Multi-turn Conversation

response = client.responses.create(
    model="gpt-4.1",
    input=[
        {"role": "user", "content": "What is Python?"},
        {"role": "assistant", "content": "Python is a high-level programming language..."},
        {"role": "user", "content": "How do I install it?"}
    ]
)

With Instructions

Use instructions to provide high-level guidance for model behavior:

response = client.responses.create(
    model="gpt-4.1",
    instructions="You are a helpful coding assistant.
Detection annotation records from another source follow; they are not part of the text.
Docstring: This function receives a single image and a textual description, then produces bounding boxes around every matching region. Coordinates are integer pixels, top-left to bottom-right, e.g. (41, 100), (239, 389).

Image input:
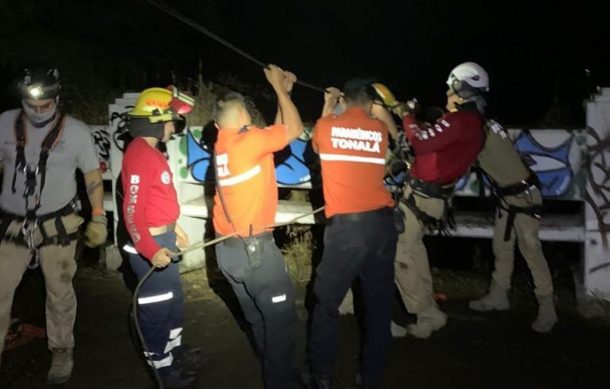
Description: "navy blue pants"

(309, 208), (398, 385)
(216, 233), (297, 389)
(129, 232), (184, 375)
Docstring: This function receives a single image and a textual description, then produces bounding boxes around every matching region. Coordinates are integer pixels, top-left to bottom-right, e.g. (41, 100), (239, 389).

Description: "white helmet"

(447, 62), (489, 98)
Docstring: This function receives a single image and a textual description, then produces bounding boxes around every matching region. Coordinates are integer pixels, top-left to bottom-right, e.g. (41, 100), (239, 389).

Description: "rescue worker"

(309, 79), (397, 389)
(213, 65), (303, 389)
(0, 68), (107, 384)
(392, 62), (488, 339)
(468, 63), (557, 333)
(121, 86), (198, 388)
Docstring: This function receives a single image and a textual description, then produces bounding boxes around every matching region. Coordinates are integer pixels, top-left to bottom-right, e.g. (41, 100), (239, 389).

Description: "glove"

(150, 247), (172, 269)
(404, 98), (420, 116)
(85, 215), (108, 248)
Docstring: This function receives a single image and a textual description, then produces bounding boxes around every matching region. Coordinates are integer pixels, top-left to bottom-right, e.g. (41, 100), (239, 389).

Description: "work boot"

(47, 348), (74, 385)
(468, 282), (510, 312)
(407, 304), (447, 339)
(161, 367), (195, 389)
(310, 375), (333, 389)
(172, 346), (206, 371)
(532, 294), (557, 333)
(390, 322), (407, 338)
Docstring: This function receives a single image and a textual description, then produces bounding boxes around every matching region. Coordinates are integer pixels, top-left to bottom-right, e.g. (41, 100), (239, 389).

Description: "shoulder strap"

(11, 110), (27, 193)
(38, 113), (64, 204)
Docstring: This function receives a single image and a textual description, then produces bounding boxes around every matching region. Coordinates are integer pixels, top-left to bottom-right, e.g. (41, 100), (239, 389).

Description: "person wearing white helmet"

(391, 64), (487, 339)
(466, 63), (557, 333)
(0, 67), (107, 384)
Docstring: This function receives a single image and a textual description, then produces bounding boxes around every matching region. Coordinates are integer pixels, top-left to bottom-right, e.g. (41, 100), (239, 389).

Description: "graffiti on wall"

(585, 128), (610, 247)
(457, 129), (587, 200)
(93, 127), (110, 173)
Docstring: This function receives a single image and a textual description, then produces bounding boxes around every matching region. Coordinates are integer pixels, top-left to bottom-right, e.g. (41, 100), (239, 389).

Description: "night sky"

(0, 0), (610, 126)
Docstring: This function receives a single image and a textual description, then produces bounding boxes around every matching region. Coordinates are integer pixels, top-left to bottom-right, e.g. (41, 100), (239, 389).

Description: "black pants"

(309, 208), (398, 385)
(216, 233), (297, 389)
(129, 232), (184, 375)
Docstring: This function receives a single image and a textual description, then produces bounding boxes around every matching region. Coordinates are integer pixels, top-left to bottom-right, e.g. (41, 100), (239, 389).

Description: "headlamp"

(27, 84), (42, 99)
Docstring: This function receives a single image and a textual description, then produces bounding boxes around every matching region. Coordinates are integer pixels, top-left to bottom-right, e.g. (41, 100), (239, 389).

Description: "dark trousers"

(129, 232), (184, 375)
(309, 208), (397, 385)
(216, 233), (297, 389)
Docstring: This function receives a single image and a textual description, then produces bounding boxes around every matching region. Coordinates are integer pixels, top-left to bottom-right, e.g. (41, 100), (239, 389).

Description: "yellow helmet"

(372, 82), (398, 108)
(128, 86), (195, 123)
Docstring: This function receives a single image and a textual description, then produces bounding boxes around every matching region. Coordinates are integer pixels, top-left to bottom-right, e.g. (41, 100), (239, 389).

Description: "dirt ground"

(0, 241), (610, 389)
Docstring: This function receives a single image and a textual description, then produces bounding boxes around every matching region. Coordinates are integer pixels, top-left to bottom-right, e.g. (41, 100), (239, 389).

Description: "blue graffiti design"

(186, 131), (311, 186)
(275, 139), (311, 186)
(186, 130), (212, 182)
(515, 131), (574, 197)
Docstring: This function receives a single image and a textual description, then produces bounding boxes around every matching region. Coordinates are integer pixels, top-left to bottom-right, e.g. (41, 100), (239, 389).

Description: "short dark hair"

(213, 91), (246, 122)
(343, 78), (377, 105)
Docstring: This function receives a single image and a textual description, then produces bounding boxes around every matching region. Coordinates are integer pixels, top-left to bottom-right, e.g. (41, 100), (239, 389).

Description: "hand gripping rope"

(131, 207), (324, 389)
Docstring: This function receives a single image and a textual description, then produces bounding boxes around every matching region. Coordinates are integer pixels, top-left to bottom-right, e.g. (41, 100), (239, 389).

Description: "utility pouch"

(392, 204), (405, 234)
(245, 236), (263, 269)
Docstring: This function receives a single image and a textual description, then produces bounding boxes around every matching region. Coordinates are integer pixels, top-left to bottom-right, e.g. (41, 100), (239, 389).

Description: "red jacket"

(403, 111), (485, 184)
(121, 138), (180, 260)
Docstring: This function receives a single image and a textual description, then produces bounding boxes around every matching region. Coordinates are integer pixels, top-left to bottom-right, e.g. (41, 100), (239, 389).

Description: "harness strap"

(0, 201), (78, 247)
(400, 193), (455, 235)
(496, 172), (540, 197)
(11, 111), (27, 193)
(408, 177), (455, 200)
(11, 110), (64, 217)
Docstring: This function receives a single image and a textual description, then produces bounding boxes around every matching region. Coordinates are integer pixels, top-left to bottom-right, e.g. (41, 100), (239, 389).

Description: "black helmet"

(18, 68), (61, 100)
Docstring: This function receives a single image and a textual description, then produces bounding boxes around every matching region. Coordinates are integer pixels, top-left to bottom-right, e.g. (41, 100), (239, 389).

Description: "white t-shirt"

(0, 109), (99, 216)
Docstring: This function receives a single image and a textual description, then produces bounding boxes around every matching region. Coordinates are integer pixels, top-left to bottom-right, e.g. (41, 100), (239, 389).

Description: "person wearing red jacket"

(392, 65), (488, 339)
(121, 87), (200, 388)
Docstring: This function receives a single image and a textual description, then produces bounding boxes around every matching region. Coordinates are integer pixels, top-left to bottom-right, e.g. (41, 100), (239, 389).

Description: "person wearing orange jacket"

(213, 65), (303, 389)
(308, 79), (397, 389)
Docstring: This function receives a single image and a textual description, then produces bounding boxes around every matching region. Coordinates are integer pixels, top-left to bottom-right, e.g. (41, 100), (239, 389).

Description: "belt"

(330, 207), (392, 224)
(497, 174), (540, 197)
(148, 223), (176, 236)
(217, 232), (273, 248)
(408, 177), (455, 199)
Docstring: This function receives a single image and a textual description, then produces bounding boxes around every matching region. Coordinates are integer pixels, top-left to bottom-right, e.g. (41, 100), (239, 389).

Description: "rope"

(146, 0), (324, 93)
(131, 207), (324, 389)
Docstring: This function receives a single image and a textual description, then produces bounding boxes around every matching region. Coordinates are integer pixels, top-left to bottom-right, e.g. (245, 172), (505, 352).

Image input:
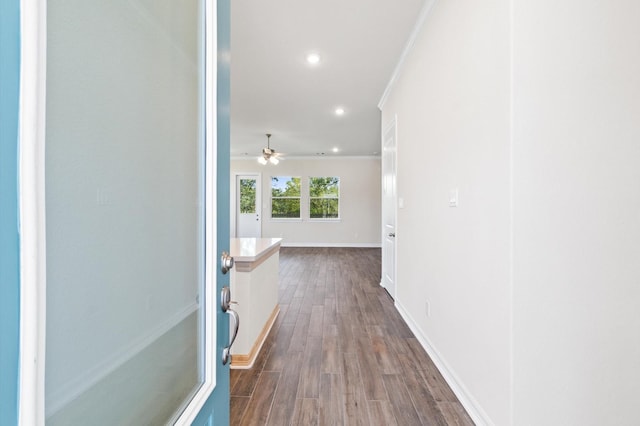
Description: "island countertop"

(229, 238), (282, 271)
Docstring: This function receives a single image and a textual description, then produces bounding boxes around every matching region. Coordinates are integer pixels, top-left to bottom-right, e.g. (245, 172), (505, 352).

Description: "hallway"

(231, 248), (473, 426)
Always provide code examples.",
    input="How do I read a file in Python?"
)

Stateful Conversations

Use store and previous_response_id for multi-turn conversations with state:

# First request - store the response
response1 = client.responses.create(
    model="gpt-4.1",
    input="My name is Alice.",
    store=True
)

# Follow-up request - reference the previous response
response2 = client.responses.create(
    model="gpt-4.1",
    input="What's my name?",
    previous_response_id=response1.id
)

With Function Calling

tools = [
    {
        "type": "function",
        "function": {
            "name": "get_weather",
            "description": "Get the current weather",
            "parameters": {
                "type": "object",
                "properties": {
                    "location": {"type": "string"}
                },
                "required": ["location"]
            }
        }
    }
]

response = client.responses.create(
    model="gpt-4.1",
    input="What's the weather in Tokyo?",
    tools=tools,
    tool_choice="auto"
)

Response Format

{
  "id": "resp_abc123",
  "object": "response",
  "created_at": 1699000000,
  "model": "gpt-4.1",
  "output": [
    {
      "type": "message",
      "role": "assistant",
      "content": [
        {
          "type": "output_text",
          "text": "The capital of France is Paris."
        }
      ]
    }
  ],
  "usage": {
    "input_tokens": 12,
    "output_tokens": 8,
    "total_tokens": 20
  }
}

Supported Models

All chat models available through Apertis are supported with the Responses API. The API intelligently routes requests based on model capabilities:

Models with Native /v1/responses Support

These models natively support the Responses API format on upstream providers:

Model Series	Examples
o1 Series	`o1`, `o1-preview`, `o4-mini`, `o1-2024-12-17`
o3 Series	`o3`, `o3-mini`, `o3-2025-04-16`
o4 Series	`o4-mini`, `o4-mini-2025-04-16`
GPT-5 Series	`gpt-5`, `gpt-5.1`, `gpt-5.2`, `gpt-5-*`
Codex Models	`gpt-5-codex`, `gpt-5-codex-*`

Responses-Only Models

Some advanced models only support the /v1/responses endpoint and cannot be used with /v1/chat/completions or /v1/messages:

Model	Description
`gpt-5-pro`	GPT-5 Pro variant
`gpt-5-chat-latest`	Latest GPT-5 chat model
`gpt-5-mini`	GPT-5 Mini
`gpt-5-nano`	GPT-5 Nano
`gpt-5-codex-*`	GPT-5 Codex variants
`o1-pro`	O1 Pro
`codex-mini`	Codex Mini

Responses-Only Models

When using responses-only models, you must use the /v1/responses endpoint. Requests to /v1/chat/completions or /v1/messages will return an error for these models.

All Other Models

For models that don't natively support /v1/responses (like Claude, Gemini, GPT-4o, etc.), Apertis automatically:

Routes the request via /v1/chat/completions internally
Converts the response back to Responses API format
Returns the response in the expected format

This means you can use any model with the Responses API - the conversion is handled transparently.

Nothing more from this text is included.